Be it memory or his self-medicating, Waner's hitting philosophy was just about getting the most out of his natural ability, of not trying to do more than he was physically capable of doing. This was important then as it is important now, because Waner was not an imposing physical specimen. In baseball terms, he was a borderline midget, listed at 5'8½" and 153 pounds; he was 'Big Poison' only in relation to his brother Lloyd, the 'Little Poison.'] Dustin Pedroia is listed at 5'9" and 180 pounds. Even by the standards of the 1920s and 1930s, Waner was considered to be undersized. "Paul Waner had tremendous wrist action," said contemporary pitcher Johnny Vander Meer, and in the end that was all that really mattered. Scouts might have passed on him because he was "a little punk," but baseball is a game that is open to being solved by many sets of tools, not just size, strength, or home-run power.

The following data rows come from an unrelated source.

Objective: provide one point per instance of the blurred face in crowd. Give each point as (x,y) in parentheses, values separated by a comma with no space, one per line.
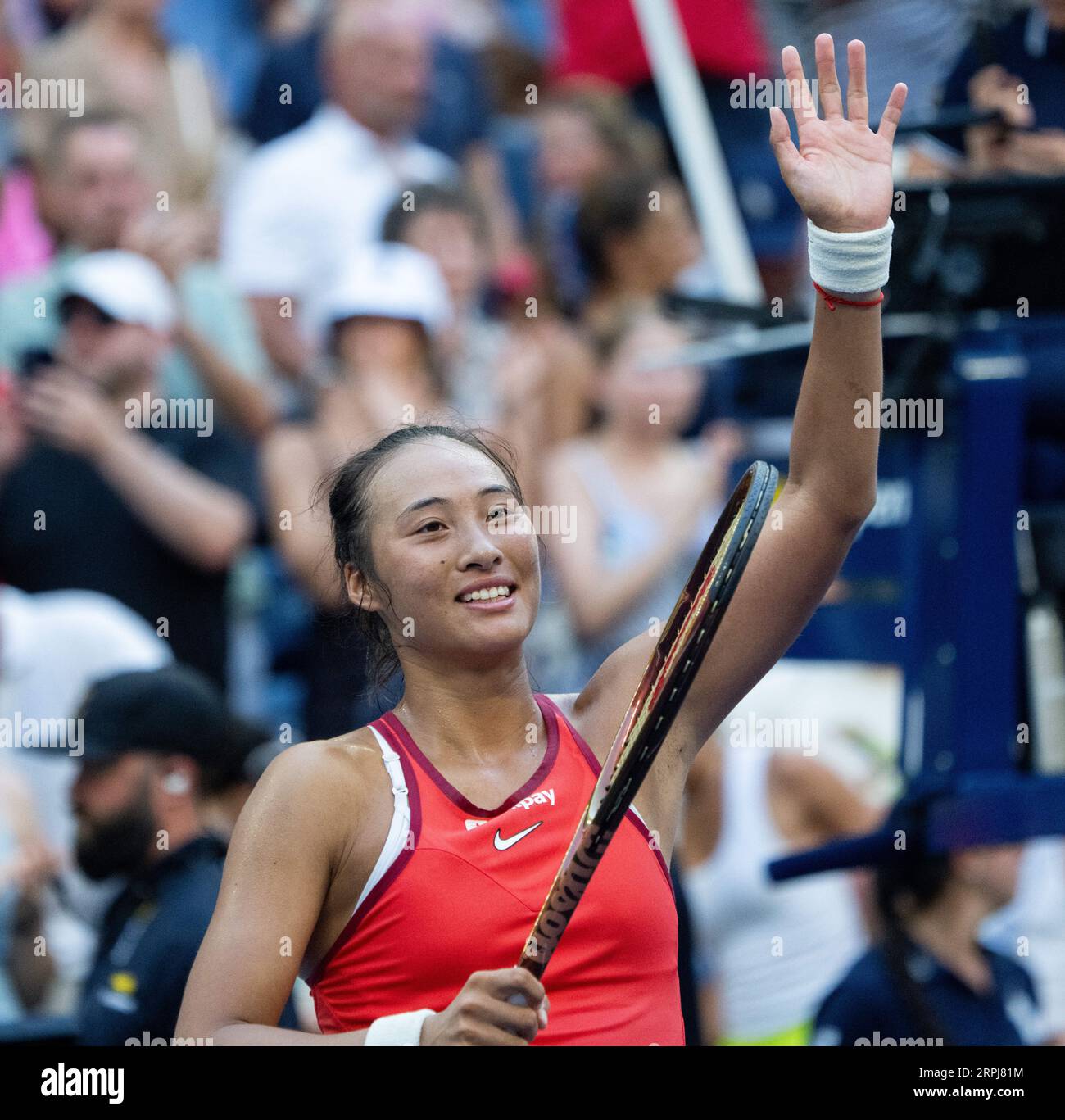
(119,356)
(990,870)
(116,818)
(376,67)
(429,555)
(372,342)
(633,397)
(571,152)
(661,247)
(97,185)
(451,238)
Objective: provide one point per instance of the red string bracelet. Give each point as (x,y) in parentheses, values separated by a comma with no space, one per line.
(832,301)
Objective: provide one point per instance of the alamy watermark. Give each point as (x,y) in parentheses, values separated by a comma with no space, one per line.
(755,92)
(543,519)
(778,732)
(23,92)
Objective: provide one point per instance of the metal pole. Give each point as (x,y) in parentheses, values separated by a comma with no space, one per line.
(698,149)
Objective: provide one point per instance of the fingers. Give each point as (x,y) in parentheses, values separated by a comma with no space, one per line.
(802,100)
(893,112)
(829,90)
(857,92)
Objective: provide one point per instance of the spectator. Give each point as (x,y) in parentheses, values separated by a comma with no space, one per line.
(309,201)
(928,978)
(27,861)
(153,515)
(383,317)
(587,134)
(1018,70)
(229,780)
(25,244)
(139,801)
(525,378)
(116,51)
(646,501)
(745,805)
(97,195)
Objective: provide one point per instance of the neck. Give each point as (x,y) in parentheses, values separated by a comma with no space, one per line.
(469,714)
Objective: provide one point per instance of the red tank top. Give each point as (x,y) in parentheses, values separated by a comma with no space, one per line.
(463,895)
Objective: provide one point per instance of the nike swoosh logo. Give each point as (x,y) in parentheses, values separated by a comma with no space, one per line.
(502,845)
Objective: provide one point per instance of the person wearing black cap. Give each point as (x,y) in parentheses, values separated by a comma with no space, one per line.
(152,741)
(948,857)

When Waner was inducted into the Hall of Fame in 1952, he was operating a batting range. In his induction speech he said, "Boys and their fathers come to my batting range now, and worry if the boy is going to be big enough to play ball. I tell them they don't have to weigh 190 or 200. A little man can do all right too." Waner did all right, putting a lot of runs on the scoreboard by accentuating his good eye and strong wrists with thinking. He did it without stature, he did it without glasses, and if he needed a shot or two, that was about juicing his mind, not his muscles. It was a lively ball era, more lively in many ways than it is now. Waner was a star, a Hall of Famer, and he never hit more than 15 home runs in a year.

Steven Goldman is an author of Baseball Prospectus.